HITS Daily Double


TAKING STOCK: How many big-time label players can you name who’ll be renegotiating their deals during this year? Could we see more changes on the top tier? And while we’re on the subject, how will the forthcoming IPOs impact executives’ deals at the label and group level? One interesting facet of the planned WMG IPO is that, when Len Blavatnik bought the company in a down market and handed the reins to Steve Cooper to turn it around, he asked his top execs if they’d take smaller salaries in exchange for participating in a company stock plan. Several execs bet on themselves—and should be reaping huge returns as a result.

This all came to light when former WBR chief Cameron Strang left the company after having chosen the stock plan; some close to the negotiations say he was owed north of $30m. Unofficially, that settlement was in the neighborhood of $20m+. A couple of other top label players, including Craig Kallman, were also believed to have taken the stock plan when Blavatnik and Cooper offered it. What kind of elephant bucks are they looking at, assuming the IPO—with Cooper, who must have a major equity position, said to be doing much of the heavy lifting with the banks—proceeds smoothly?

This and UMG’s future planned IPO, driven as they are by steep rises in music-company valuation, are as reliable an index as any that the biz is bathing in a stream of prosperity after its years in the digital desert. (WMG’s offering is likely to further spike UMG’s valuation, just as the Tencent’s Uni play drove up WMG’s.) These gambits follow on the heels of the Spotify IPO, which generated behemoth bucks for the Swedish streamery’s top-tier execs.

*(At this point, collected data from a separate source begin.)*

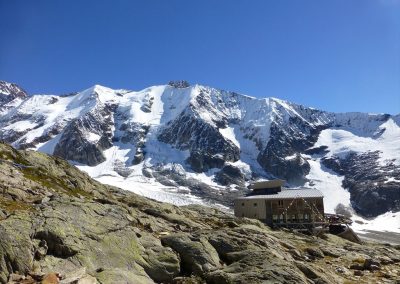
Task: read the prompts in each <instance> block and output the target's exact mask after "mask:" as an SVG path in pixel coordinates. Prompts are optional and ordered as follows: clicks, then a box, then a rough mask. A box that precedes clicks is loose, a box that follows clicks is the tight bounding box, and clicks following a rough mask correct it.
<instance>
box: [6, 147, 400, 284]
mask: <svg viewBox="0 0 400 284" xmlns="http://www.w3.org/2000/svg"><path fill="white" fill-rule="evenodd" d="M228 172H229V171H228ZM0 240H1V241H0V283H47V284H50V283H65V284H67V283H80V284H84V283H135V284H137V283H218V284H220V283H398V282H399V281H400V269H399V264H400V247H399V246H394V245H389V244H387V245H378V244H373V243H364V244H356V243H351V242H348V241H346V240H343V239H341V238H339V237H336V236H333V235H329V234H327V235H324V236H322V238H317V237H314V236H307V235H303V234H299V233H294V232H289V231H273V230H271V229H270V228H268V227H267V226H265V225H263V224H262V223H260V222H259V221H257V220H252V219H247V218H235V217H234V216H232V215H231V214H229V213H224V212H222V211H219V210H217V209H214V208H211V207H204V206H200V205H190V206H181V207H177V206H174V205H171V204H166V203H160V202H157V201H154V200H150V199H147V198H144V197H141V196H139V195H136V194H134V193H132V192H128V191H124V190H121V189H118V188H116V187H112V186H108V185H103V184H101V183H99V182H97V181H95V180H93V179H92V178H90V177H89V176H88V175H87V174H86V173H83V172H81V171H80V170H79V169H78V168H76V167H74V166H71V165H70V164H69V163H68V162H67V161H65V160H64V159H62V158H59V157H52V156H48V155H46V154H43V153H40V152H36V151H26V150H25V151H23V150H15V149H14V148H12V147H10V146H8V145H7V144H4V143H0ZM396 281H397V282H396Z"/></svg>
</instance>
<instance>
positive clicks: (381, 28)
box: [0, 0, 400, 114]
mask: <svg viewBox="0 0 400 284" xmlns="http://www.w3.org/2000/svg"><path fill="white" fill-rule="evenodd" d="M0 11H2V16H1V17H0V35H1V43H0V79H2V80H6V81H12V82H16V83H18V84H20V85H21V86H22V87H23V88H25V89H26V90H27V91H28V92H29V93H31V94H32V93H67V92H72V91H79V90H83V89H85V88H87V87H89V86H91V85H94V84H101V85H105V86H109V87H112V88H127V89H133V90H139V89H142V88H144V87H147V86H150V85H159V84H165V83H166V82H168V81H169V80H176V79H186V80H188V81H189V82H191V83H200V84H205V85H210V86H213V87H217V88H222V89H227V90H232V91H236V92H240V93H244V94H247V95H252V96H256V97H268V96H273V97H278V98H282V99H286V100H289V101H293V102H296V103H300V104H304V105H307V106H312V107H316V108H320V109H323V110H329V111H336V112H345V111H363V112H385V113H392V114H394V113H400V0H335V1H321V0H315V1H311V0H304V1H289V0H279V1H278V0H274V1H272V0H268V1H267V0H265V1H264V0H260V1H234V0H226V1H223V0H218V1H215V0H209V1H185V0H181V1H175V0H169V1H165V0H158V1H155V0H147V1H128V0H126V1H122V0H119V1H118V0H114V1H111V0H110V1H99V0H96V1H88V0H87V1H81V0H75V1H73V0H68V1H61V0H49V1H40V0H38V1H24V0H12V1H10V0H0Z"/></svg>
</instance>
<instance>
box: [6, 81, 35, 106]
mask: <svg viewBox="0 0 400 284" xmlns="http://www.w3.org/2000/svg"><path fill="white" fill-rule="evenodd" d="M27 97H28V94H27V93H26V92H25V90H23V89H22V88H21V87H19V86H18V85H17V84H14V83H9V82H6V81H0V106H2V105H4V104H7V103H9V102H11V101H13V100H14V99H16V98H21V99H25V98H27Z"/></svg>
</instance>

But the WME debacle, wherein top agents took stock over salary jumps in anticipation of an IPO that never came to fruition, serves as a cautionary tale; Ari and Patrick’s stock-market folly crumbled, and while the pair ended up taking $160m out of the firm, the agents got the short end of the stick. Where does Sam GoresParadigm fit in the evolving landscape? Talk continues that he’ll combine his music-centric agency with UTA or ICM.

THE ONLY CONSTANT IS CHANGE: 2020’s first change at the top of a major label is upon us, as UMG confirms Paul Rosenberg will step down as Def Jam chief to launch a new Universal JV label and focus on the management of Eminem. UMG General Counsel/EVP Biz & Legal Jeff Harleston, while continuing his regular duties, has stepped in as interim chief as the search continues for a new boss; SVP A&R Naim McNair will hold the same title at corporate and Def Jam. All eyes are on Harleston and the UMG team as they seek a new topper. Who are the key contenders? Could Def Jam regain some of its prior glory?

Rosenberg struggled to crack the code of the new economy as label boss, but during his 30-month tenure, his superstar client Eminem released three albums (on Shady/Aftermath/Interscope, of course) and had a worldwide tour, so he was a tad preoccupied. What’s more, the hip-hop lane Def Jam once had almost entirely to itself is now the one that matters most, so anybody who’s anybody is in it. In any case, Rosenberg, despite the misstep of this chapter, remains well liked and highly regarded in the biz (as his new deal would seem to demonstrate).

UPTOWN RULERS: In other UMG news, there has been some discussion that Def Jam’s Steve “Steve-O” Carless might be tapped to lead a rebooted Uptown Records, the imprint legendarily run by Andre Harrell, at which Sean “Diddy” Combs first rose to prominence. Insiders say the label would fall under Monte Lipman’s Republic umbrella.

Speaking of Def Jam, word has it that erstwhile Co-Head of Atlantic U.K. A&R Alec Boateng is headed to Def Jam U.K. to launch its rebranding, accompanied by twin brother Alex, of Island U.K. In recent years, Def Jam U.K. had been an imprint that went through Virgin EMI.